Além disso, o Comando da Aeronáutica não dispõe de esquadrões de ataque de longo alcance – antigamente enquadrados pelo binômio “aviação estratégica”. O país, por suas dimensões, comportaria ao menos duas dessas unidades. E a carência que esse dado representa não se cinge à defesa interna. A falta de uma aviação apta a realizar missões a longas distâncias reduz a praticamente zero, a chance de o elemento de combate da FAB vir a ser aproveitado (sob mandato da ONU) em cenários do exterior.

Outros serviços da Força Aérea – como o patrulhamento costeiro, o transporte e o de busca e salvamento – são igualmente atendidos por núcleos muito pequenos de aviões. Grupamentos que, dentro de certas restrições, servem para:

a – manter a qualificação dos pilotos, e,
b – atender atividades críticas, como a ligação aérea na Amazônia ou o patrulhamento de determinadas áreas marítimas (especialmente no saliente nordestino).

No fim da década de 1990, como forma de suprir as lacunas da defesa aérea e manter o elã de seus jovens pilotos de combate, a FAB optou por classificar o monomotor de ataque leve ao solo A-29 Super Tucano como aeronave de caça. Mas a verdade é que, sob certas circunstâncias, os Tucanos exibem dificuldades até mesmo para interceptar os voos ilícitos que empregam jatos de tipo executivo. 

Como a FAB, também o Exército brasileiro ainda lida com a recuperação de suas capacidades básicas, o que pode ser observado pelo investimento na família de blindados sobre rodas Guarani – programa indispensável à conversão dos seus batalhões motorizados em unidades mecanizadas.

A Força Terrestre vem, acertadamente, priorizando a preparação das suas tropas de elite – de operações especiais e de paraquedistas –, e hoje já possui alguma capacidade de levar a cabo missões de infiltração e exfiltração, controladas à distância (do tipo daquela que atacou o esconderijo de Osama Bin Laden no Paquistão). Tais deslocamentos, normalmente feitos em helicópteros e à noite, exigem recursos tecnológicos sofisticados, além de muito treinamento.

Na América do Sul, a força mais bem adestrada no emprego de tropas helitransportadas é o Exército da Colômbia, empenhado há décadas em uma sangrenta guerra de guerrilha.

Mercê do apoio da indústria nacional, os generais brasileiros também investem em artilharia de foguetes e em mísseis. O poder de choque da corporação está, contudo, circunscrito a carros de combate e obuseiros autopropulsados que datam do início da década de 1980… Nesse momento, o Exército prepara-se para gastar cerca de US$ 400 milhões na aquisição e modernização de obuseiros AP M-109 e modernização de algumas centenas de viaturas  M-113.

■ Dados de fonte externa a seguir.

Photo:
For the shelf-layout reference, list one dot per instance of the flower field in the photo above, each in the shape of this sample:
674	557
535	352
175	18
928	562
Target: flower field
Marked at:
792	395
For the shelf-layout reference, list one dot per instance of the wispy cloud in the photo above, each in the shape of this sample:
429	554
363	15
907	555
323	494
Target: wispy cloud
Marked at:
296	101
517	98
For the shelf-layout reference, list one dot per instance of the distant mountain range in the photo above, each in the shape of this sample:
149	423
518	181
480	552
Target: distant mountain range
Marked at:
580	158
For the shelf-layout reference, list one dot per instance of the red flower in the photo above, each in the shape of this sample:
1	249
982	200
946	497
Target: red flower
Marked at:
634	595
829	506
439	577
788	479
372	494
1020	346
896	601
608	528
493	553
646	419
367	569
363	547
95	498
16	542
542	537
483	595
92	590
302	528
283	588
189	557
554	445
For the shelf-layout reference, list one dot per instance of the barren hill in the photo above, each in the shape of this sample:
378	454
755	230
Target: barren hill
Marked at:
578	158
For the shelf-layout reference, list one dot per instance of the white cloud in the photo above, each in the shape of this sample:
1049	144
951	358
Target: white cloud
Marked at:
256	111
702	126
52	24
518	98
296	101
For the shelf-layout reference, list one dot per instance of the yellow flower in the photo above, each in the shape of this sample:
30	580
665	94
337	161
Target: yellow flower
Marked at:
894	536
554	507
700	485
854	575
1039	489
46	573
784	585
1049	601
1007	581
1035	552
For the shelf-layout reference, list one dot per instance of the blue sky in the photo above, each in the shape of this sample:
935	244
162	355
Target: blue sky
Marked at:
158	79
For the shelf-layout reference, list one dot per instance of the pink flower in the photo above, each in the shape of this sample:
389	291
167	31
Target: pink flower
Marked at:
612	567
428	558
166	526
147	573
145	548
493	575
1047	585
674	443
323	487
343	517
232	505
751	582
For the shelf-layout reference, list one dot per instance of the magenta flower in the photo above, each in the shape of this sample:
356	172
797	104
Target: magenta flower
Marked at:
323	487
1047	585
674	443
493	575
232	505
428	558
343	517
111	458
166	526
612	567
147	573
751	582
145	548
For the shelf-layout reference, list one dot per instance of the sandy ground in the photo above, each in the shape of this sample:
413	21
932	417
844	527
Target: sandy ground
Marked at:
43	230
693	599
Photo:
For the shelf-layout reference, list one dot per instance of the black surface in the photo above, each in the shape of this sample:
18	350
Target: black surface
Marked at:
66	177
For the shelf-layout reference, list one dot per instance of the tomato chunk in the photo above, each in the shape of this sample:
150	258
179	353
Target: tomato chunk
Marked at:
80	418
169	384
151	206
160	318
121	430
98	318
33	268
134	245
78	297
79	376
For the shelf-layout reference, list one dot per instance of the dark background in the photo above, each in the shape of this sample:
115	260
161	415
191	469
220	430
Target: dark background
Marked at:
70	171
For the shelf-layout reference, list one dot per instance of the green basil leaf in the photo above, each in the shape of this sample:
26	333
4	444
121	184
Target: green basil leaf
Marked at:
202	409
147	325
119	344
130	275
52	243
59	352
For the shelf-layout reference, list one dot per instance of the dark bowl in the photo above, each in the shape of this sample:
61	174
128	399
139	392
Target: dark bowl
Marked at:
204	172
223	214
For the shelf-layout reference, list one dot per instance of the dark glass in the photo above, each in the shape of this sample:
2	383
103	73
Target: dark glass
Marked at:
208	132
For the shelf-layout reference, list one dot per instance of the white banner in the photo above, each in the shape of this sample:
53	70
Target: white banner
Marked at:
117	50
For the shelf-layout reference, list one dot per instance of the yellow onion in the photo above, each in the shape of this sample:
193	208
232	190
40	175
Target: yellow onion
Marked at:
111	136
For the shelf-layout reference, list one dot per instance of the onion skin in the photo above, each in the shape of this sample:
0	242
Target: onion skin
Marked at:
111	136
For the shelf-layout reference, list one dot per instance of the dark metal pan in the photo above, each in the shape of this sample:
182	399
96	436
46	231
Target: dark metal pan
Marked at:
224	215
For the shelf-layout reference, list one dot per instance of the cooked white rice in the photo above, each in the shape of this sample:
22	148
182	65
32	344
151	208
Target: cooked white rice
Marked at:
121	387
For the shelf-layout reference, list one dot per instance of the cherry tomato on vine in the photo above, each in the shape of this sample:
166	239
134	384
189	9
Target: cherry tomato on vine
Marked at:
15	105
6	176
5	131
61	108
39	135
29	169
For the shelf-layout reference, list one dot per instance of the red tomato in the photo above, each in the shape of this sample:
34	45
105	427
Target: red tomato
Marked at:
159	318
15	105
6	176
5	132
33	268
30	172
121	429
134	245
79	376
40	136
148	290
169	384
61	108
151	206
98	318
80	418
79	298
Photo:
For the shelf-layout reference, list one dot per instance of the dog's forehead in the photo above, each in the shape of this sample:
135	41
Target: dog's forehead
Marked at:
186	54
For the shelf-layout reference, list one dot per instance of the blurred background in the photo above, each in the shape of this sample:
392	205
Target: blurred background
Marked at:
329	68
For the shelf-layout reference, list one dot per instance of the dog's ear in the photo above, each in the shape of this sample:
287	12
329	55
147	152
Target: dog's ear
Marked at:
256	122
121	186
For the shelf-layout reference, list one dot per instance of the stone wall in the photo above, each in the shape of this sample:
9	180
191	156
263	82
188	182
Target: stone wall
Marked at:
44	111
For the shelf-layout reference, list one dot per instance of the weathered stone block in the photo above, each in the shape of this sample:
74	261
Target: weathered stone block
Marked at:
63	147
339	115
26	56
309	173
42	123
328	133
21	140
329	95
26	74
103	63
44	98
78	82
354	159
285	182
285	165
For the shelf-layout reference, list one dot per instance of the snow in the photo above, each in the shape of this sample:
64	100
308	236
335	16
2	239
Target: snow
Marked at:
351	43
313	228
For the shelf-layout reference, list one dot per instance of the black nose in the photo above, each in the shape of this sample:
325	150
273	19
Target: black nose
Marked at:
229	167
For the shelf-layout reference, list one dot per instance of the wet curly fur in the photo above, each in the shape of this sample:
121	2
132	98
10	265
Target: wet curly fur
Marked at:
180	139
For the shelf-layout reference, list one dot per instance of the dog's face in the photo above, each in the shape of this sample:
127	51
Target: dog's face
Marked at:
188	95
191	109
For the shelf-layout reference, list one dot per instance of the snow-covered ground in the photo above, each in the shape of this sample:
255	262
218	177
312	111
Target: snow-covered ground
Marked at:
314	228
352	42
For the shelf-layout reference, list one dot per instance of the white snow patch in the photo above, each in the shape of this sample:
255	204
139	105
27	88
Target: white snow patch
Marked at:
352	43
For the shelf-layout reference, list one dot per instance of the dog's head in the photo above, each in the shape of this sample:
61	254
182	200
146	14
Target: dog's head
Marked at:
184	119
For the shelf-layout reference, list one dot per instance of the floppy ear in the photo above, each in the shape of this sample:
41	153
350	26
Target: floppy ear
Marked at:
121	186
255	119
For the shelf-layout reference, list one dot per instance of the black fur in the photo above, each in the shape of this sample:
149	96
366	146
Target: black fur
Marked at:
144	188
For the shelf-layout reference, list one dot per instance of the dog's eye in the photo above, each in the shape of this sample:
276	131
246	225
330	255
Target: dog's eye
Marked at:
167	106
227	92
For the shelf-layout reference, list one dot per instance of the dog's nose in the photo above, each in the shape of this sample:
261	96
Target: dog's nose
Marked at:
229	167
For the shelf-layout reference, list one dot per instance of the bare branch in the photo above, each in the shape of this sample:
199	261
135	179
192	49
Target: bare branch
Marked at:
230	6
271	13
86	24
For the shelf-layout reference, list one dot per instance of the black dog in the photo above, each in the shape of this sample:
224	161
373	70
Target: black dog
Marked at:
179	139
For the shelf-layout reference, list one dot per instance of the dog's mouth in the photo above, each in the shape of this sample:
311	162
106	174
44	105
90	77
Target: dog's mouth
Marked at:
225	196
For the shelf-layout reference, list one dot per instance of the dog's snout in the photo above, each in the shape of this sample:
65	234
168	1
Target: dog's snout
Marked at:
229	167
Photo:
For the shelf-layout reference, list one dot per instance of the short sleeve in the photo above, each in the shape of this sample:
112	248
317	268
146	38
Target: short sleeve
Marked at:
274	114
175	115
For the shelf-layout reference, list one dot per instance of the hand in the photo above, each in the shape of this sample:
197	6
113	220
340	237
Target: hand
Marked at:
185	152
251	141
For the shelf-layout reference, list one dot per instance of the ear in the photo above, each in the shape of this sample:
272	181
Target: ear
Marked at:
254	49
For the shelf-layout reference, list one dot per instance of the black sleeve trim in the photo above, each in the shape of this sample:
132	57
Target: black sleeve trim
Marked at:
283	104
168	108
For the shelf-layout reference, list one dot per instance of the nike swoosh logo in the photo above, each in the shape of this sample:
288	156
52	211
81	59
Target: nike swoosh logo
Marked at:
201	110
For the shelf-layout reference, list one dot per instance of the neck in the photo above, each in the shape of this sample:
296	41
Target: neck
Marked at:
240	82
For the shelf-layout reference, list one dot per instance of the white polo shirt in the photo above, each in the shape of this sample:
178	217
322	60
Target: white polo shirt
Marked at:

A artilharia antiaérea (que vem sendo alvo de reformulação) é pequena e carece de padronização. A aviação do Exército necessita de unidades para atender suas tropas no Nordeste e no extremo sul do país, e só muito cautelosamente o Estado-Maior do Exército (EME) e o Comando de Operações Terrestres (COTER) fazem avançar as providências que resultarão na importação de aeronaves de asa fixa para seu corpo aéreo.    

Superação

As Forças Armadas brasileiras precisaram esperar longos 63 anos para superar, em definitivo, os preceitos operacionais e as concepções estratégicas herdados de sua experiência na 2ª Guerra Mundial.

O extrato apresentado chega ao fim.